Anthony wrote:
On Thu, Apr 22, 2010 at 6:31 PM, Platonides <Platonides@gmail.com mailto:Platonides@gmail.com> wrote:
S. Nunes wrote: > Hi all, > > I presume that Wikipedia keeps data about HTTP accesses to all articles. > Can anybody inform me if this data is available for research purposes? No. With the amount of traffic it has, space needs would be immense, and Wikimedia is not interested in logging all accesses.
What kind of space needs are we talking about?
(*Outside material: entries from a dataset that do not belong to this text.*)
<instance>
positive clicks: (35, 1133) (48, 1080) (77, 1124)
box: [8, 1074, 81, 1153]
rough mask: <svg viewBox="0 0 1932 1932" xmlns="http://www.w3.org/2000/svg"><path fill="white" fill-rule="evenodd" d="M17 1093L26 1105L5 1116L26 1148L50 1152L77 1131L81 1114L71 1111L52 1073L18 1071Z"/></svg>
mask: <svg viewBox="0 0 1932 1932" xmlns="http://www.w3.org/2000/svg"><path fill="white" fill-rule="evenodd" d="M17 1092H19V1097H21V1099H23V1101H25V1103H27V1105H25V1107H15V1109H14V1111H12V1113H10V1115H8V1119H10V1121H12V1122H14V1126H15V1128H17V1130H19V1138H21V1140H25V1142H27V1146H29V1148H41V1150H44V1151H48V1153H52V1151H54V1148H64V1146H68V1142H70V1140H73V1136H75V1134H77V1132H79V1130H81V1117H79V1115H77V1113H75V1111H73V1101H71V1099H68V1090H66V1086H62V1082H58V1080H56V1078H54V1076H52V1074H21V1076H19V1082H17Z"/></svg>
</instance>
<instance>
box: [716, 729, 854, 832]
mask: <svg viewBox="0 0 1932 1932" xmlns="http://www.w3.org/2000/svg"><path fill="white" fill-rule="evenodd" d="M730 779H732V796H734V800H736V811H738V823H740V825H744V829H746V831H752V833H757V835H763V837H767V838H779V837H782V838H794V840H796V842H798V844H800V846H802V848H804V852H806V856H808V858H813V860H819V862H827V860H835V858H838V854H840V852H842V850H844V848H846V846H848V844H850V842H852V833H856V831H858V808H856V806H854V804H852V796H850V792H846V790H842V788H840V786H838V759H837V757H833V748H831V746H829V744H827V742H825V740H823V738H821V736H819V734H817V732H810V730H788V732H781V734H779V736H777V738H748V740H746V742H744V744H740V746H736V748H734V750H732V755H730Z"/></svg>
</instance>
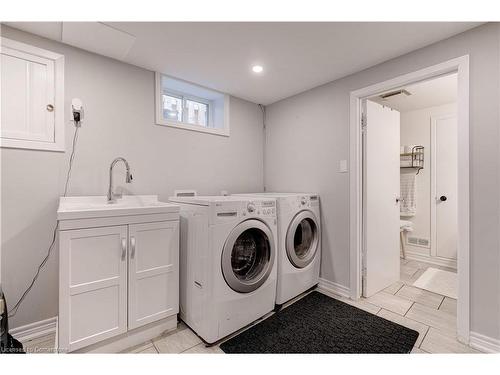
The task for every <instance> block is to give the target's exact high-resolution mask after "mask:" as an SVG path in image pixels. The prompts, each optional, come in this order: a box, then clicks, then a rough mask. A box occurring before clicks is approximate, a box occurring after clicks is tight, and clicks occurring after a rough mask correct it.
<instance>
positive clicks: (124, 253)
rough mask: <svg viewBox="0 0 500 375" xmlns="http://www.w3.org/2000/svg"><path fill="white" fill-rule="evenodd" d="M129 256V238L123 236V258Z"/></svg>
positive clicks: (122, 245) (124, 259) (122, 253)
mask: <svg viewBox="0 0 500 375" xmlns="http://www.w3.org/2000/svg"><path fill="white" fill-rule="evenodd" d="M126 256H127V240H126V238H122V260H125V257H126Z"/></svg>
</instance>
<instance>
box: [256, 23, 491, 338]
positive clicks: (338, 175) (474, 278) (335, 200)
mask: <svg viewBox="0 0 500 375" xmlns="http://www.w3.org/2000/svg"><path fill="white" fill-rule="evenodd" d="M499 47H500V27H499V24H497V23H492V24H487V25H484V26H481V27H479V28H476V29H473V30H470V31H467V32H465V33H463V34H460V35H457V36H454V37H452V38H450V39H447V40H444V41H442V42H439V43H436V44H434V45H431V46H428V47H425V48H423V49H420V50H417V51H415V52H412V53H410V54H407V55H404V56H401V57H399V58H396V59H393V60H390V61H388V62H385V63H383V64H380V65H377V66H375V67H373V68H370V69H367V70H365V71H362V72H359V73H356V74H353V75H351V76H349V77H346V78H343V79H340V80H337V81H334V82H331V83H328V84H326V85H324V86H321V87H317V88H315V89H312V90H310V91H307V92H304V93H302V94H299V95H296V96H293V97H291V98H288V99H285V100H282V101H280V102H277V103H274V104H272V105H270V106H269V107H268V108H267V146H266V173H265V184H266V187H267V188H268V190H270V191H272V190H274V191H276V190H290V191H315V192H316V191H317V192H318V193H319V194H320V196H321V208H322V225H323V239H322V241H323V242H322V245H323V248H322V249H323V253H322V266H321V276H322V277H323V278H325V279H327V280H329V281H332V282H335V283H338V284H340V285H344V286H349V175H348V174H347V173H344V174H341V173H338V172H337V168H338V162H339V160H341V159H348V156H349V125H348V124H349V93H350V92H351V91H353V90H356V89H360V88H363V87H366V86H369V85H371V84H375V83H378V82H381V81H384V80H387V79H390V78H393V77H395V76H398V75H401V74H405V73H409V72H412V71H415V70H418V69H422V68H424V67H427V66H430V65H434V64H438V63H440V62H443V61H446V60H449V59H452V58H455V57H458V56H462V55H465V54H469V55H470V96H471V98H470V141H471V144H470V185H471V186H470V193H471V202H470V220H471V249H470V253H471V261H470V268H471V285H470V287H471V290H470V293H471V301H470V302H471V330H472V331H474V332H477V333H481V334H484V335H487V336H490V337H494V338H500V279H499V269H500V264H499V249H500V243H499V242H500V241H499V230H498V229H499V228H500V220H499V203H500V202H499V194H498V192H499V191H500V183H499V175H500V154H499V143H500V133H499V128H500V124H499V117H500V116H499V115H500V112H499V103H500V95H499V82H500V60H499V50H500V48H499ZM332 64H335V61H332Z"/></svg>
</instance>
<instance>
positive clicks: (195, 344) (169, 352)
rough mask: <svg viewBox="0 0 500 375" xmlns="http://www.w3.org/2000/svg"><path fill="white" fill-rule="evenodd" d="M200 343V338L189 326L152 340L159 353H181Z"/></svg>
mask: <svg viewBox="0 0 500 375" xmlns="http://www.w3.org/2000/svg"><path fill="white" fill-rule="evenodd" d="M199 343H201V339H200V338H199V337H198V336H196V334H195V333H194V332H193V331H191V330H190V329H189V328H187V329H183V330H180V331H178V332H175V333H173V334H171V335H168V336H165V337H161V338H158V339H154V340H153V344H154V346H155V347H156V349H157V350H158V352H159V353H181V352H183V351H185V350H187V349H190V348H192V347H193V346H195V345H197V344H199Z"/></svg>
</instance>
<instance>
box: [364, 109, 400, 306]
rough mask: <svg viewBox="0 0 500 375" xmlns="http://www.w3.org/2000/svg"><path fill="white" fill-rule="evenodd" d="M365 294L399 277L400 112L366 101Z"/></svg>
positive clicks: (398, 279)
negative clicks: (399, 115) (399, 170)
mask: <svg viewBox="0 0 500 375" xmlns="http://www.w3.org/2000/svg"><path fill="white" fill-rule="evenodd" d="M365 113H366V128H365V131H364V137H363V138H364V139H363V142H364V151H365V152H364V155H363V177H364V184H363V188H364V191H363V200H364V204H363V210H364V215H363V219H364V220H363V225H364V244H363V248H364V254H363V255H364V256H363V265H362V267H363V268H364V270H363V271H364V272H363V273H364V275H365V277H364V278H363V296H365V297H369V296H371V295H373V294H375V293H377V292H379V291H381V290H382V289H384V288H386V287H388V286H389V285H391V284H393V283H394V282H396V281H398V280H399V204H398V202H397V198H398V197H399V181H400V179H399V164H400V161H399V160H400V158H399V147H400V138H399V130H400V124H399V112H398V111H396V110H391V109H390V108H387V107H383V106H381V105H379V104H377V103H374V102H371V101H369V100H367V101H366V109H365Z"/></svg>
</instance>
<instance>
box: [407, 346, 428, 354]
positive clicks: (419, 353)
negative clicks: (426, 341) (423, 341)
mask: <svg viewBox="0 0 500 375" xmlns="http://www.w3.org/2000/svg"><path fill="white" fill-rule="evenodd" d="M411 354H429V353H427V352H424V351H423V350H422V349H420V348H417V347H416V346H414V347H413V349H412V350H411Z"/></svg>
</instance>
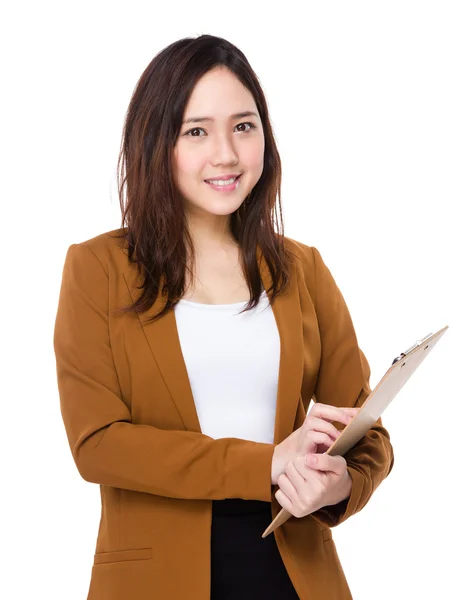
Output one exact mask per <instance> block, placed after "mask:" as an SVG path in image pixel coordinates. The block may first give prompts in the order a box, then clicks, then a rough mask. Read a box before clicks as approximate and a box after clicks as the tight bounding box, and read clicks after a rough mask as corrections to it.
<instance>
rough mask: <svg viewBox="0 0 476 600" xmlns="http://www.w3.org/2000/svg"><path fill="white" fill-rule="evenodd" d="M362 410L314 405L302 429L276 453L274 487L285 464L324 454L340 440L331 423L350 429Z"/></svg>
mask: <svg viewBox="0 0 476 600" xmlns="http://www.w3.org/2000/svg"><path fill="white" fill-rule="evenodd" d="M359 410H360V409H359V408H344V407H340V406H330V405H328V404H321V403H315V404H314V406H312V407H311V410H310V411H309V413H308V415H307V416H306V418H305V420H304V422H303V424H302V425H301V427H299V428H298V429H296V431H293V432H292V433H291V435H289V436H288V437H287V438H286V439H285V440H283V441H282V442H281V443H280V444H278V445H277V446H276V448H275V449H274V454H273V460H272V463H271V483H272V484H273V485H274V484H276V483H277V479H278V477H279V475H281V473H284V468H285V466H286V464H287V463H288V462H289V461H290V460H292V459H293V458H295V457H296V455H298V454H323V453H324V452H326V451H327V450H328V449H329V448H330V446H332V444H333V443H334V442H335V440H336V439H337V438H338V437H339V436H340V431H339V430H338V429H337V427H335V426H334V425H332V422H333V421H335V422H337V423H342V424H343V425H347V424H348V423H350V421H351V420H352V419H353V418H354V417H355V415H356V414H357V413H358V412H359Z"/></svg>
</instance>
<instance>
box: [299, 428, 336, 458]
mask: <svg viewBox="0 0 476 600" xmlns="http://www.w3.org/2000/svg"><path fill="white" fill-rule="evenodd" d="M306 440H309V444H307V443H306V446H308V448H309V450H310V451H311V452H312V445H316V444H317V445H318V446H319V449H318V451H317V452H316V454H320V453H321V452H322V451H324V452H325V450H326V449H329V448H330V447H331V446H332V445H333V444H334V442H335V439H333V438H331V437H329V436H328V435H327V434H326V433H321V432H320V431H308V432H307V433H306ZM322 446H324V450H323V449H322ZM302 451H303V450H302Z"/></svg>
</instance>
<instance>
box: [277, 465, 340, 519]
mask: <svg viewBox="0 0 476 600" xmlns="http://www.w3.org/2000/svg"><path fill="white" fill-rule="evenodd" d="M306 456H308V457H310V458H311V459H312V463H313V464H312V466H308V465H307V464H306ZM277 483H278V486H279V490H277V492H276V494H275V498H276V500H277V501H278V502H279V504H280V505H281V506H282V507H283V508H284V509H286V510H287V511H288V512H289V513H291V514H292V515H293V516H295V517H298V518H300V517H305V516H306V515H308V514H310V513H312V512H314V511H315V510H319V509H320V508H322V507H323V506H331V505H333V504H338V503H339V502H341V501H342V500H345V499H346V498H348V497H349V496H350V492H351V489H352V478H351V477H350V475H349V472H348V471H347V462H346V460H345V458H343V457H342V456H329V455H328V454H307V455H306V454H299V455H297V456H296V457H295V458H294V459H293V460H292V461H289V462H288V463H287V464H286V467H285V469H284V473H282V474H281V475H280V476H279V477H278V480H277Z"/></svg>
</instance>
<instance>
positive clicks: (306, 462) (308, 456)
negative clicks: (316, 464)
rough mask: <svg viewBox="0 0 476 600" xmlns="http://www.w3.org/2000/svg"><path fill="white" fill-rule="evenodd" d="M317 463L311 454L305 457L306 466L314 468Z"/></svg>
mask: <svg viewBox="0 0 476 600" xmlns="http://www.w3.org/2000/svg"><path fill="white" fill-rule="evenodd" d="M316 463H317V459H316V457H315V456H313V455H312V454H308V455H306V465H307V466H308V467H314V466H315V465H316Z"/></svg>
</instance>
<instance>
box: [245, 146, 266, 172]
mask: <svg viewBox="0 0 476 600" xmlns="http://www.w3.org/2000/svg"><path fill="white" fill-rule="evenodd" d="M240 158H241V162H242V164H243V165H245V166H246V167H247V168H248V169H252V170H256V171H260V170H263V161H264V141H259V142H256V143H255V144H249V145H248V146H246V148H243V153H242V155H241V156H240Z"/></svg>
100k requests per second. Assuming that an url is 50 bytes on average, that's 432 GB per day (the usual apache log line is about 1.5 times that). Most requests are handled by the squids so the backing servers are not even aware of them. Tim Starling had to made a patch to squid in order to register the articles accessed (ie. the data at domas wikistats).
I find it hard to imagine that the other top 10 websites aren't keeping this information.
They probably store it aggregated and/or just a sample.
Shouldn't you be logging every access, at least for a few days, in case of some sort of security breach?
You would need to a) Detect that there is a security breach. b) Find what produced the security breach in that log.
What if your referer was your facebook personal page leaking your full real name?
And what if you're in the sample? I find it quite inappropriate that even sampled data like this is being released.
The referer is not stored anywhere.